The Joy of Coding: Observable

I like coding, I really do. I am retired and I code for fun. I also like learning about new languages, frameworks, and visualization tools. Coding is much more fun in software artist mode, than it is in software engineering mode. The difference is an artist codes what he wants to code whereas an engineer codes what someone else thinks they want. This is a story about my experience exploring Observable "The magic notebook for exploring data and thinking with code." It all started Monday morning when, like I have every Monday morning for the last 10 years, I opened the "Monday Morning Tickler" puzzle email from my good friend RJ Mical. RJ was instrumental in the development of the Amiga, the Atari Lynx, and the 3DO Machine. He is currently director of Games at Google. (Note to self: write a software-artist tribute blog post about RJ). Here was the Tickler Puzzle for January, 20th.

Today's Monday Morning Tickler: Four of a Kind

Imagine we have a deck of 52 standard playing cards.

First question:  How many cards do we have to draw until we can be sure
that we have four of a kind?  In other words:  What is the minimum
number of cards we must draw until we can be certain that four of those
cards are the same kind?

Second question:  What if we started from a tall stack made of TWO decks
of 52 standard playing cards.  How many cards do we have to draw from
this stack until we can be sure that we have four of a kind, where it's
OK to have two of a kind from the same suit?

Third question:  On average, with a standard deck of cards, how many
cards do we have to draw to get four of a kind?

The first two questions were easy, but the statistics knowledge necessary to answer the third question had left my brain many decades ago, if it was indeed ever there. I knew it would be relatively easy to simulate this in code so I decided to do this. The first question was what language, and what platform. Since I thought I might want to share my simulations with others, the obvious choice for platform is the browser, which made JavaScript or ES6 as the choice for language.

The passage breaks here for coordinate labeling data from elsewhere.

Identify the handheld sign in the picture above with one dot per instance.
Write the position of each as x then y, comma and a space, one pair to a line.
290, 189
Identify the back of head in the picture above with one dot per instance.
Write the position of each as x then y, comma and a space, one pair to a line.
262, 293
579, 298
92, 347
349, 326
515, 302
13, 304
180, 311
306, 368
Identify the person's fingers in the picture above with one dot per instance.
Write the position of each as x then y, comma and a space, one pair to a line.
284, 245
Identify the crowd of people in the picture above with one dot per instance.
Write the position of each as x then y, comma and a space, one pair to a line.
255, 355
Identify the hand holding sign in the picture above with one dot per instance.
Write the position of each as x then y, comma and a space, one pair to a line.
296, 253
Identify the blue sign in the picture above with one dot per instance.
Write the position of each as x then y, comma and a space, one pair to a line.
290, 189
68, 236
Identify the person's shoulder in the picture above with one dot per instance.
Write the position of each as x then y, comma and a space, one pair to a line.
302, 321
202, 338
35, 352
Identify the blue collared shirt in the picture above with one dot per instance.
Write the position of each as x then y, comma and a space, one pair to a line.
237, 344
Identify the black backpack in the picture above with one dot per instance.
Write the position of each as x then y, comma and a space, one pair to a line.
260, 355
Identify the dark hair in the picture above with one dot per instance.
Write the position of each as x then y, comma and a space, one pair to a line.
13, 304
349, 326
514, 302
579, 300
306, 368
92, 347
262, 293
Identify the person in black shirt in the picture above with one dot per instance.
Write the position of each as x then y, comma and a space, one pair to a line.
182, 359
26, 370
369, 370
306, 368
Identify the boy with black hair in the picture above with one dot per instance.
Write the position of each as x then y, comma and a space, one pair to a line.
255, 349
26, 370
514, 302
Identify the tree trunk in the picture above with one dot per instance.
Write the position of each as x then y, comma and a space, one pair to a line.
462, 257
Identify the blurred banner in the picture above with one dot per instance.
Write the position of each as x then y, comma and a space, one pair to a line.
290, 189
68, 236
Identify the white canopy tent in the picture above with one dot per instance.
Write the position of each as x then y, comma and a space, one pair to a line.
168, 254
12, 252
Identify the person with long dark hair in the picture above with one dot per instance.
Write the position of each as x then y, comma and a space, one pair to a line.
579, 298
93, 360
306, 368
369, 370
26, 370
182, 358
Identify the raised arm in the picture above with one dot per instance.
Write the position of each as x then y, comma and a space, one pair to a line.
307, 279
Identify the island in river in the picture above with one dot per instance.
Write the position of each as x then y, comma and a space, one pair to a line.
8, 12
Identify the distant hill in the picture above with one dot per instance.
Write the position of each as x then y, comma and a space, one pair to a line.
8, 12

I had recently heard about Observable, the magic notebook for exploring data and thinking with code. Observable was created by, and the company founded by Mike Bostock. Here is Mike's short bio from his Observable account: Building a better computational medium. Founder @observablehq. Creator @d3. Former @nytgraphics. Pronounced BOSS-tock. I have used d3.js in the past and found it beautifully elegant. One of Maynard's laws about programming is:

Most truly elegant software systems have a single visionary software artist at their core

Teams are great at software engineering, visionaries create software art. Some examples include: Mike Bostock with d3 and Observable, Guido van Rossum with Python, John McCarthy with LISP, Niklaus Wirth with Pascal, Bill Atkinson with HyperCard, and Bill Duvall with ugh (uncommonly good hack), an implementation of Engelbart's NLS text editor on the Xerox ALTO with mouse and keyset.

Another of Maynard's laws about programming is:

To learn a new language or system you must choose a suitable problem and use the environment to implement, test, and debug the problem.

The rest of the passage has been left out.